The second phase of ooplasmic segregation is driven by sperm aster microtubules and cortical microfilaments (Chiba et al., 1999). It relocates the vegetal PEM components to a more equatorial position that defines what is widely referred to as the future posterior side of the embryo (Sardet et al., 1989). As in many species, however, this new axis of organization orthogonal to the AV axis is not perfectly congruent with any Cartesian axis of the hatched larva. The cortical ER, postplasmic/PEM RNAs, and myoplasm are inherited by the left and right posterior vegetal blastomeres at the eight-cell stage, and aggregate to form a structure called the centrosome attracting body (CAB) (Hibino et al., 1998). The CAB is continuously partitioned into the posterior-most vegetal cells during the subsequent rounds of division and is responsible for the unequal cleavages characteristic of these lineages (Patalano et al., 2006). Much of the anterior-posterior patterning of the embryo is thought to result directly or indirectly from the asymmetric inheritance of the CAB and the PEM RNAs. This includes a Zic family transcription factor variously known as Macho1 or Zic-r.a that has been identified as one of the key components of Conklin’s myoplasm (Nishida and Sawada, 2001).
Origin of germ layers
As seen in diverse metazoans (Logan et al., 1999; Miyawaki et al., 2003; Onai, 2019; Wikramanayake et al., 2003), maternal nuclear β-catenin plays a key role in ascidian germ layer specification. β-catenin signaling is required for endodermal cell fate in the most vegetal cells as well as mesodermal cell fates in the more marginal vegetal cells. In Ciona and other ascidians, this involves two successive β-catenin dependent fate specification events. Nuclear β-catenin is observed in all the mesendodermal precursors at the 16-cell stage and is required for mesendodermal fate (Imai et al., 2000). In the next cell cycle, β-catenin becomes restricted to only the most vegetal daughters and is required for the segregation of endoderm from marginal fates including mesoderm and some neural ectoderm (Hudson et al., 2013). In the first specification event, nuclear localization of β-catenin in the vegetal cells is antagonistic to the ubiquitous expression of the maternal transcription factor Gata.a. Gata.a promotes the transcription of ectodermal specific genes in the animal cells (Rothbacher et al., 2007), while the nuclear localization of β-catenin both prevents the expression of ectodermal genes and promotes expression of mesendodermal genes in the vegetal cells (Imai et al., 2016). The second specification event in the following cell cycle also involves antagonism between vegetal β-catenin signaling and more broadly expressed Gata.a (Imai et al., 2016), where β-catenin promotes endodermal fate. The precise mechanisms linking preexisting oocyte AV polarity and ooplasmic segregation to β-catenin stabilization and nuclear entry remain unclear. Several downstream targets of β-catenin have been identified, including vegetally-expressed FGFs that are involved in a broad range of cell fate decisions at the margin of the embryo (Hudson et al., 2016; Imai, 2003).

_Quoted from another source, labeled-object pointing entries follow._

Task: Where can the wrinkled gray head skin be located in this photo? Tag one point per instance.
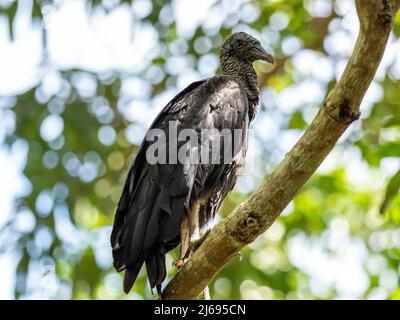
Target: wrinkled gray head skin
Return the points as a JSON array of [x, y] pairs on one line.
[[236, 56], [244, 47]]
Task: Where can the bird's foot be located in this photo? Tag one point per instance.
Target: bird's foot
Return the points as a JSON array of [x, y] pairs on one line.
[[194, 245], [180, 262]]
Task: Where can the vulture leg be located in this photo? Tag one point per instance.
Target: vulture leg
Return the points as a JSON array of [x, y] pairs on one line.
[[196, 244], [195, 239], [185, 242], [194, 224]]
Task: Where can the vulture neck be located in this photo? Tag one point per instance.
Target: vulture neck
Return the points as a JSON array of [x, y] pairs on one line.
[[244, 72]]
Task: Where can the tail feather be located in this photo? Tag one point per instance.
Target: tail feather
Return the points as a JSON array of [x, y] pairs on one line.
[[131, 274]]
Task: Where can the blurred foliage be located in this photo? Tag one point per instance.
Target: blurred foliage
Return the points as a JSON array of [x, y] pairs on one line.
[[76, 175]]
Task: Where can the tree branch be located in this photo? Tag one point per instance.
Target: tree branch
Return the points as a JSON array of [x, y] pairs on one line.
[[260, 210]]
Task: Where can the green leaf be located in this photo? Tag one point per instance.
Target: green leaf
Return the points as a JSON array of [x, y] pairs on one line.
[[392, 190]]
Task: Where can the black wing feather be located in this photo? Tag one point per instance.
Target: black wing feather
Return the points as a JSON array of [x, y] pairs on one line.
[[155, 197]]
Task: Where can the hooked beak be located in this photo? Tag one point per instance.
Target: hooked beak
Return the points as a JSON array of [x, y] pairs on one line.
[[261, 54]]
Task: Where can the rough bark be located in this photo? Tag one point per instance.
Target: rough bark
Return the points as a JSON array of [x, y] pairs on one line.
[[259, 211]]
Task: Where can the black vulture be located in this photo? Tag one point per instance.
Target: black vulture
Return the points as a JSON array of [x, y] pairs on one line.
[[164, 204]]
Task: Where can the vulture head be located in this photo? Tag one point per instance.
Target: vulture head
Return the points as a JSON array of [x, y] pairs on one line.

Mechanisms of gastrulation
Most ascidians initiate gastrulation after the seventh cell cycle. For Ciona this is ~5 hours after fertilization at 18°C (Hotta et al., 2007). The embryo rapidly flattens along the animal-vegetal axis and invaginates to form a cup-shaped early gastrula (Figure 2, left). The blastopore constricts over ~2 hours to bring not just the endoderm but also the notochord, muscle and mesenchyme precursors into the interior of the embryo (Figure 2, right).

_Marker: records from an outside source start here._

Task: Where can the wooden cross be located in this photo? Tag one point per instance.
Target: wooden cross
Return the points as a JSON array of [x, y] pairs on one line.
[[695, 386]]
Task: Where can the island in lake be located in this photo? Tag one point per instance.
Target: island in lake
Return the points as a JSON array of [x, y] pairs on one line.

Endoderm-intrinsic forces in gastrulation
The most detailed mechanistic description of forces driving the morphogenetic events of early tunicate gastrulation used a combination of fixed and live imaging in four different ascidian species (Ciona intestinalis type A [now known as Ciona robusta], Ciona savignyi, Phallusia mammilata, and Boltenia villosa), all of which show essentially superimposable cleavage patterns and cell-shape changes during gastrulation (Sherrard et al., 2010). This study generated a comprehensive model of invagination through observation, experimental manipulation and computer simulation. One surprising finding was that force-generating myosin II dynamics intrinsic to the endoderm cells is sufficient to account for invagination. Equally surprising was the finding that the concomitant cell-shape changes such as epiboly outside the endoderm not only do not to contribute to invagination but actually oppose it. This is unlike Xenopus (Keller et al., 2003), where ectodermal epiboly is thought to help drive endodermal internalization.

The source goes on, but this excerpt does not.